EVALUATION OF PLASMA RESISTANT COATINGS FOR HOLLOW FIBER MEMBRANES

Abstract

Artificial lungs use porous hollow fiber membranes (HIM) to oxygenate blood and remove carbon dioxide. In blood, HFMs undergo plasma wetting or leakage, whereby plasma enters the fiber pores and reduces gas exchange. This is a critical concern for implantable artificial lungs. We are currently evaluating several HFM coatings for improving fiber plasma resistance, while maintaining acceptable gas transmission levels for oxygen and carbon dioxide. Candidate coated HFMs are evaluated for gas permeance and plasma resistance. Gas permeance is assessed in a gas-gas test in which fibers are externally pressurized with test gas (O2, and CO2) and the rate of gas permeation through the pores into the fiber lumen is measured.

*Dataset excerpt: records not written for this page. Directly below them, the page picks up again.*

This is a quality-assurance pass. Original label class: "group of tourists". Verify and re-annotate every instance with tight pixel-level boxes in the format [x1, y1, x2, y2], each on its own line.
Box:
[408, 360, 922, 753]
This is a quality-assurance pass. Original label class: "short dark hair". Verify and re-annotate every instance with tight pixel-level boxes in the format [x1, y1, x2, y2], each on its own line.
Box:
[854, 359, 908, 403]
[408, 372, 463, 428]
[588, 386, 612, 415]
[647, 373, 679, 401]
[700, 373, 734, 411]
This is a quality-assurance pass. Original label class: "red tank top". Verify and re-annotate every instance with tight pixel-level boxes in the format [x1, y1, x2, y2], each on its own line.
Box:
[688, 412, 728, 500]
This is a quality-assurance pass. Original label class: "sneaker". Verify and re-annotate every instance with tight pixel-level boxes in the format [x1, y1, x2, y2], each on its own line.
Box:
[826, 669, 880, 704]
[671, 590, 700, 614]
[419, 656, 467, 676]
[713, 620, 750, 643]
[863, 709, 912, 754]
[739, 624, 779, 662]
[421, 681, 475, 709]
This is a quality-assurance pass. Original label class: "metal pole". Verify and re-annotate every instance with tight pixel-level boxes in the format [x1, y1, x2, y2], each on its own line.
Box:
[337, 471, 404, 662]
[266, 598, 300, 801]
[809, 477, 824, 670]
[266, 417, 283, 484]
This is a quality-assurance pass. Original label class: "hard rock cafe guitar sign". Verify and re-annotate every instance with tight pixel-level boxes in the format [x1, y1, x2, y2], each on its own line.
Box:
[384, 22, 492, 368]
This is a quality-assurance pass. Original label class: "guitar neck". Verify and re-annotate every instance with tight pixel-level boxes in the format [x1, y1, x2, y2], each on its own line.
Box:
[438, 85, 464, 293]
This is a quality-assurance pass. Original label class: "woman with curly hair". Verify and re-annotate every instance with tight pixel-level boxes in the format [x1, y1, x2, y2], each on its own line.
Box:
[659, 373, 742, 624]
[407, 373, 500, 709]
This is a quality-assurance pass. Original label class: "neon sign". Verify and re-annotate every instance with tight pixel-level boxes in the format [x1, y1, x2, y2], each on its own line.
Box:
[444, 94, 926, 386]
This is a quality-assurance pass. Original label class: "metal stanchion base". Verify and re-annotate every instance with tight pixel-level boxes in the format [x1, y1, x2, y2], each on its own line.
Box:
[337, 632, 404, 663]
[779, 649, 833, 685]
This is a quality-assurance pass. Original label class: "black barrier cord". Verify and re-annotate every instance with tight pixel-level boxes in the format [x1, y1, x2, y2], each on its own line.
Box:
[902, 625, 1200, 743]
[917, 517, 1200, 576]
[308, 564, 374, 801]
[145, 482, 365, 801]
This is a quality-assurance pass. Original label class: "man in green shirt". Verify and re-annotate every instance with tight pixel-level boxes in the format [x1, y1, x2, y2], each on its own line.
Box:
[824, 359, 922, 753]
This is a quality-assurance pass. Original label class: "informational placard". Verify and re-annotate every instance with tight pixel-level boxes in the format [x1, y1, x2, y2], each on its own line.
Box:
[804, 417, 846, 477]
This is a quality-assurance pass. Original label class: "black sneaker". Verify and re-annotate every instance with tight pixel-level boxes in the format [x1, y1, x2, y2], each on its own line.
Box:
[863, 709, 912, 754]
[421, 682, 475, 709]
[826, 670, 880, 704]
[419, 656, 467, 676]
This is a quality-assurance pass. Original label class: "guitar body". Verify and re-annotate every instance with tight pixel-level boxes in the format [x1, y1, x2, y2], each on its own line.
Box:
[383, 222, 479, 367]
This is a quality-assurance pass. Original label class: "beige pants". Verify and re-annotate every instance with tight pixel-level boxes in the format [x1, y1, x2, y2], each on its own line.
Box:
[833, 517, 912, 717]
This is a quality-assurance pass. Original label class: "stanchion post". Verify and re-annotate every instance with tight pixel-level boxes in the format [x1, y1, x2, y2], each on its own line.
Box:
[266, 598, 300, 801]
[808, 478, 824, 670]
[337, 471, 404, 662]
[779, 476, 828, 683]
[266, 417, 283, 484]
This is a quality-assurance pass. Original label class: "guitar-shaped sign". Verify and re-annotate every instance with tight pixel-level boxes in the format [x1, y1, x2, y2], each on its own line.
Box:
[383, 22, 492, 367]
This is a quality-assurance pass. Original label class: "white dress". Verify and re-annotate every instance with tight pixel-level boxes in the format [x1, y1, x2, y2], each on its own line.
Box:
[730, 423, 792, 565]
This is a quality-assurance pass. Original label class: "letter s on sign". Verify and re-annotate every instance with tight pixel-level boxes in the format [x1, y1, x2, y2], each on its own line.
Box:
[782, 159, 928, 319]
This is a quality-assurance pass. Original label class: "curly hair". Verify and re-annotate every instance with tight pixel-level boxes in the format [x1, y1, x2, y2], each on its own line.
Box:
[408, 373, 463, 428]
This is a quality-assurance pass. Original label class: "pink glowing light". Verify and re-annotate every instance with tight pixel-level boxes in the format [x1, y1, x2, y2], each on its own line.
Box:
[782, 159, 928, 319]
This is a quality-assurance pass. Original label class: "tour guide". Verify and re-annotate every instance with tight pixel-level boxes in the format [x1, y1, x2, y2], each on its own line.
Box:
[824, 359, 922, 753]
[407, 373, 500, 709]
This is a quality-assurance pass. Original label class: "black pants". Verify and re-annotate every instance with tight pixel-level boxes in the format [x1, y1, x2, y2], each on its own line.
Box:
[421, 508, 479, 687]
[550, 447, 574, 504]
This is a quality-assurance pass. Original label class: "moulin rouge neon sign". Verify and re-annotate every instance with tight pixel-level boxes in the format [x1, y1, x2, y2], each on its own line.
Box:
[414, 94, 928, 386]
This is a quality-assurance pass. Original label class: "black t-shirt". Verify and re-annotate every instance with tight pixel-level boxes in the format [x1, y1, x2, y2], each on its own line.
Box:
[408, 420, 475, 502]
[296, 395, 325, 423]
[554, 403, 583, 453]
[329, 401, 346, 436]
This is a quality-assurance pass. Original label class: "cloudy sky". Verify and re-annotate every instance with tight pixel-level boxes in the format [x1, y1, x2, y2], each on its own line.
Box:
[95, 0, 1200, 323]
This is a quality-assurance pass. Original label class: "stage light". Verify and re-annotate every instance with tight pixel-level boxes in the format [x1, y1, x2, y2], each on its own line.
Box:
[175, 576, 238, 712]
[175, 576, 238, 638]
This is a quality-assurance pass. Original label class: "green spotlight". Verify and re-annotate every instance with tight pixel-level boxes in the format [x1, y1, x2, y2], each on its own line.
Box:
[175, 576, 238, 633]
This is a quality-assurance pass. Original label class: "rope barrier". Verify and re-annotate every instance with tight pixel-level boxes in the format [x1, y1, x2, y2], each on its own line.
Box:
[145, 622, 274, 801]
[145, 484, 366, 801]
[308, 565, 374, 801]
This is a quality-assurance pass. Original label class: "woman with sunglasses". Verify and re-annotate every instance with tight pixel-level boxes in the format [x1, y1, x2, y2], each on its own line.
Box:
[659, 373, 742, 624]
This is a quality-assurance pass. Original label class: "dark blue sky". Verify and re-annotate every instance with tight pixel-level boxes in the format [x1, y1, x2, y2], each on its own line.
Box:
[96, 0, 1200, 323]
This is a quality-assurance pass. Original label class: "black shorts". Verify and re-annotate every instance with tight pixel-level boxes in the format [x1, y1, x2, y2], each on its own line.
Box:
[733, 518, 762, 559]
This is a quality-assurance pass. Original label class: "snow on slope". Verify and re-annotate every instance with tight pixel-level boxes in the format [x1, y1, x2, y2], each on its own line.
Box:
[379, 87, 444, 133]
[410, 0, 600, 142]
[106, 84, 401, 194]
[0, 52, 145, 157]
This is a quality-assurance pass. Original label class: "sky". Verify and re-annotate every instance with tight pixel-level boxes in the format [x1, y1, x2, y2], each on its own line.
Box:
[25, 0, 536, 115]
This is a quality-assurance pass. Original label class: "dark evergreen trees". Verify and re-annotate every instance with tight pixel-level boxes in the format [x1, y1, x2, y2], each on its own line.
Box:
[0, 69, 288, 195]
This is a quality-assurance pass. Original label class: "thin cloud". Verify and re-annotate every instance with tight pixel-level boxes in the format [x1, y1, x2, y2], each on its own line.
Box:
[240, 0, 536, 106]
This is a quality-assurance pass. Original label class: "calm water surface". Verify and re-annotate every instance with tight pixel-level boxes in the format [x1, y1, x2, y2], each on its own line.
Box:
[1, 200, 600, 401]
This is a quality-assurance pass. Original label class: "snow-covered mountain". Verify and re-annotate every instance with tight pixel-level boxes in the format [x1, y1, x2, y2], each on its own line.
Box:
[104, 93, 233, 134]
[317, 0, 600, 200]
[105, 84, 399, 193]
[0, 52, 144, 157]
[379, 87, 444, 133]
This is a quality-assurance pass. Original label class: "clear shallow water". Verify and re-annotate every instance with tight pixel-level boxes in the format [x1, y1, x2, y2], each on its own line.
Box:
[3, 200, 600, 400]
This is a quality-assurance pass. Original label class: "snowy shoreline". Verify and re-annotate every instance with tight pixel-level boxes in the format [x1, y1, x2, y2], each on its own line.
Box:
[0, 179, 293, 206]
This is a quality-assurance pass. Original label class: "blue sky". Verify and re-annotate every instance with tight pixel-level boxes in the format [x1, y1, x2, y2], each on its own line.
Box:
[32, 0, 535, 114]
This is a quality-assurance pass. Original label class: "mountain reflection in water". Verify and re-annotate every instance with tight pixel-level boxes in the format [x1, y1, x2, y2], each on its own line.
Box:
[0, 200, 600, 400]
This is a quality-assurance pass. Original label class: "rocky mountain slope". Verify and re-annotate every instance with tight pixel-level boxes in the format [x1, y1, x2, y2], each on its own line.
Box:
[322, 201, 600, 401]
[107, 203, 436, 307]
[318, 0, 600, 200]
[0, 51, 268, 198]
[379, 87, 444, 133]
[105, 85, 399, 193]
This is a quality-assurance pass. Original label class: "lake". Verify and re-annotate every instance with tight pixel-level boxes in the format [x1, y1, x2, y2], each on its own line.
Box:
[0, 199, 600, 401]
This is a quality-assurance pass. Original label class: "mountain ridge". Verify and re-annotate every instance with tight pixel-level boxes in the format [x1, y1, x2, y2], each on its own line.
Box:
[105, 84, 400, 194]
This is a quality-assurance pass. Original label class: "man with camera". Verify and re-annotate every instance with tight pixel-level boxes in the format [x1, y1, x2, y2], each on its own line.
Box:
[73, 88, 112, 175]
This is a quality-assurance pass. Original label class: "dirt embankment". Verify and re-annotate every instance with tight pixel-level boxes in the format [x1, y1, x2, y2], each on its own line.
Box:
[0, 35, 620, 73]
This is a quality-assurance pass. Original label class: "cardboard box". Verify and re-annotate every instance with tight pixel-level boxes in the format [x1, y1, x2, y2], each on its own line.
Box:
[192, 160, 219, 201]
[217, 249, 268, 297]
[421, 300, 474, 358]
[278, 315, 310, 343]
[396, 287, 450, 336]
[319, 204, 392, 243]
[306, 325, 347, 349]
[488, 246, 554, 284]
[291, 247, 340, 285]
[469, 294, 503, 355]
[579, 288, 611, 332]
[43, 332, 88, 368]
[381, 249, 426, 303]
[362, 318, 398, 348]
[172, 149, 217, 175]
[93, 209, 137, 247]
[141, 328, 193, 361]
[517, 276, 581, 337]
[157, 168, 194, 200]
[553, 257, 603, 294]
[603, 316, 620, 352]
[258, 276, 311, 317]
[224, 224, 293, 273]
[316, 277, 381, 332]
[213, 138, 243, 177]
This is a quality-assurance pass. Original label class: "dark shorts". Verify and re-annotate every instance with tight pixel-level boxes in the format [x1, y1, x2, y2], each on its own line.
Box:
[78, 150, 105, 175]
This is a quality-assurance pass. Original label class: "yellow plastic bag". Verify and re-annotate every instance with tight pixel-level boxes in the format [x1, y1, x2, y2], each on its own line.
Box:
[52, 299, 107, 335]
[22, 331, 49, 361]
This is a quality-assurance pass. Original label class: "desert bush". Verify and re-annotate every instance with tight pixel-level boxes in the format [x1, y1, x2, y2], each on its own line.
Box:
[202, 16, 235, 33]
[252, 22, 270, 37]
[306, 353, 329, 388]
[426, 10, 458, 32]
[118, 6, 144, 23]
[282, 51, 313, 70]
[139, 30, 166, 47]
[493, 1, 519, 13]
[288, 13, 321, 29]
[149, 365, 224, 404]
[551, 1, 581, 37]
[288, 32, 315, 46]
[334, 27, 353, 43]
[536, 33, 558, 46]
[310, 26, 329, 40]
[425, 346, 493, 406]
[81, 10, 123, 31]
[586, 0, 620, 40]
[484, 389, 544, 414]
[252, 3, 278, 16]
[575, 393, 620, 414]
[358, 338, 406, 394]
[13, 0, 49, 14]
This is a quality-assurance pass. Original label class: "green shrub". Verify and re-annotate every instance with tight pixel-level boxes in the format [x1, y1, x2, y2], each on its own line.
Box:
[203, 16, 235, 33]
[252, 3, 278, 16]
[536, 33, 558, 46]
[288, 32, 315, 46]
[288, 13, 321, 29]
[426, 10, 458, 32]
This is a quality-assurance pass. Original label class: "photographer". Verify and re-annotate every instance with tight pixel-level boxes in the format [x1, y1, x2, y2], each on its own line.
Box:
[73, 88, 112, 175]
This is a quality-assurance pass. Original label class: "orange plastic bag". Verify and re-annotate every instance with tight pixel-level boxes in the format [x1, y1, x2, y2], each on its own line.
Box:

Plasma resistance is assessed using a surfactant/dye solution of isopropyl alcohol and DI water (1:1). The solution is run on the outside of the HFMs and the rate of dye bleed through the pores of the fiber membrane is monitored. Scanning electron microscopy (SEMI is used to visualize and compare the coated fiber surfaces. Preliminary results for a siloxane-based plasma polymerized coating showed CO2 gas permeances of 4.8e−4to 1.3e−3ml/s/cm2/cmHg and O2 permeances of 1.2e−4to 5.9e−4. Dye bleed through (5e-3g/L/m2dye) in plasma resistance tests for these fibers were 3 orders of magnitude less than positive control fibers (5 g/L/m2dye). The development of an effective plasma resistant coating involves balancing adequate plasma resistance against gas permeance and may be facilitated with better assays of plasma resistance.